That seems to support Nashville’s decision to suspend Alexander Radulov and Andrei Kostitsyn for Game 3 of the second round. The Predators ended up earning a 2-0 victory without those two, so coach Barry Trotz decided that both of them would be healthy scratches on Friday.

“The old saying is, it doesn’t matter if you’re two seconds or one minute late, you might as well be three hours late,” Doug Gilmour said. “Curfews are there for a reason, and you gotta follow them.”

Mike Krushelnyski, who won the Stanley Cup as a player and then a coach also sided with the Predators.

“As a coach, I would leave my lineup,” Krushelnyski said. “I wouldn’t insert them back in. One, you’ve won the [previous] game. Two, you’ve gained momentum, and hopefully they can continue. If [Trotz] loses the next game, then he’s going to bring them in, and he can use it as a tool: We can strengthen our team with these two guys.”

Krushelnyski admitted that it wasn’t unheard of for players to break curfew back when he was a member of the Edmonton Oilers, but they were much stricter about it in the playoffs.

Bryan Trottier was a member of the Islanders’ dynasty back in the 1980s and later won back-to-back Stanley Cups with the Pittsburgh Penguins in the early 1990s.
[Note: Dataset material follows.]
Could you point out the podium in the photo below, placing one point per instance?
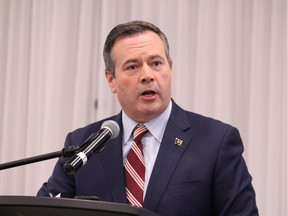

He never heard of players missing curfew on his teams.

“Curfew was a high priority, something every player respected,” Trottier said. “Accountability in the locker room was a high priority. From the time I walked into the Islanders to the time I left the Penguins, it was always, ‘Hey, guys, let’s make sure we’re focused on all the things that are necessary,’ and that was one of them.”

Of course, Radulov and Kostitsyn have already served their time and odds are that they haven’t played in their last playoff game. The question is: How will they respond when they finally get a chance at redemption?